Natural variation in testosterone is associated with hypoalgesia in healthy women.

OBJECTIVE: Sex differences in pain are well established, with women reporting greater incidence of clinical pain and heightened responsivity to experimental pain stimuli relative to men. Sex hormones (ie, estrogens, progestins, androgens) could contribute to extant differences in pain sensitivity between men and women. Despite this, there has been limited experimental research assessing the relationship between pain and sex hormones. The purpose of this study was to extend previous research and examine the association between sex hormones and nociceptive processing in healthy women.

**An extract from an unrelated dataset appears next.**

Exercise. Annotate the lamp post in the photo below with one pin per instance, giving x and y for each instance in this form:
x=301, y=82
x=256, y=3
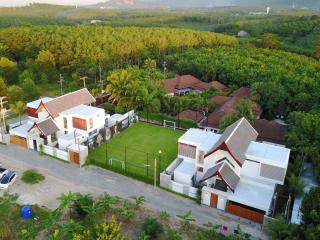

MATERIALS AND METHODS: A total of 40 healthy women were tested during the mid-follicular, ovulatory, and late-luteal phases of the menstrual cycle (testing order counterbalanced). Salivary estradiol, progesterone, and testosterone were collected at each testing session and pain was examined from electrocutaneous threshold/tolerance, ischemia threshold/tolerance, and McGill Pain Questionnaire-Short Form ratings of noxious stimuli. Nociceptive flexion reflex threshold was assessed as a measure of spinal nociception.

RESULTS: Overall, there were no significant menstrual phase-related differences in pain outcomes. Nonetheless, variability in testosterone (and to a lesser degree estradiol) was associated with pain; testosterone was antinociceptive, whereas estradiol was pronociceptive. No hormone was associated with nociceptive flexion reflex threshold.

DISCUSSION: Although future research is needed to replicate and extend these findings to clinical populations (ie, chronic pain, premenstrual dysphoric disorder), results from the present study indicate that menstrual phase-related changes in sex hormones have minimal influence on experimental pain. However, individual differences in testosterone may play a protective role against pain in healthy women.